その俺の様子に何事かと、他の連中も同じ方を向く。
間もなく、村の建物の角から、見知った魔動車が現れる。
「おお、丁度良くいらっしゃったようじゃな」
その言葉からして、村長はあの魔動車に乗っている人物に心当たりがあるようだった。
魔動車は俺達の方へ一直線に向かって来ると、そのまま俺の前で止まった。
運転席にはバジョンが乗っているのが見える。
バジョンは無言で車から降りると、そのまま後部座席のドアに手をかけてそれを開ける。
そして、そこから感じた魔力で俺はそれに乗っている人物を特定した。
自分の顔から血の気が引くのを感じた。
そこから降りて来たのは、シックな燕尾服に身を包み、口と顎に整えられた立派な髭を蓄えた人物。

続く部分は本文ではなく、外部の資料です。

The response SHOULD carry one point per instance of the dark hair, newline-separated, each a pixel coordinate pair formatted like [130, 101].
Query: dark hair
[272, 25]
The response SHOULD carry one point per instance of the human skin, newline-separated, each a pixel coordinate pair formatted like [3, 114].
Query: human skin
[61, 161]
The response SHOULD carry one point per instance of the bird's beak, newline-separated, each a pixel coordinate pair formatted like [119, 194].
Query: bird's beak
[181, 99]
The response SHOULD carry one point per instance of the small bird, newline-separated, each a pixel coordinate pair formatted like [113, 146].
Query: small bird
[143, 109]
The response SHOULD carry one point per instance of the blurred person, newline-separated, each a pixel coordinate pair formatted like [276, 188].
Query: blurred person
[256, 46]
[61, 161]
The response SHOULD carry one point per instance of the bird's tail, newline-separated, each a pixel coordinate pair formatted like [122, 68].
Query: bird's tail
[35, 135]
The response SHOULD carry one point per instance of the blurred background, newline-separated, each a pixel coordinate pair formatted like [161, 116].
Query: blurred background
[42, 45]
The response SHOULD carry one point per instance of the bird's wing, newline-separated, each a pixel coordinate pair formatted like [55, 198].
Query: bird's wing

「なるほど、建物の被害は思ったほどでは無いようだな」
ボーゼンドルフ辺境伯が低い声でそう呟いた。
「こりゃ、ワシの出る幕は無いかもしれませんな」
逆の扉が開いて、これも見知った人物、フォルクの声が聞こえて来た。
「わざわざこのような辺境の村においで下さり、教悦至極に存じます」
老人は一歩踏み出すと、片膝をついてうやうやしく礼をする。
俺もそれに倣って急いで礼をした。
「村長、頭を上げてくれ。ともかくあなたが無事で安心した」
その声に対し、村長がゆっくりと頭を上げる。
どうやら、村長と辺境伯は顔見知りの様だ。
「すみません……どなたですか?」
衛兵が俺にそう耳打ちして来たので、
「ボーゼンドルフ辺境伯だ」
そう一言返すと、衛兵は慌てて膝をつく。
「さて、何があったのか聞かせてもらえるか?」
辺境伯は俺達を一瞥すると、俺の所で目を留めてそう言った。
「はい……実は……」
俺は膝をついたまま、顔だけを上げて口を開いた。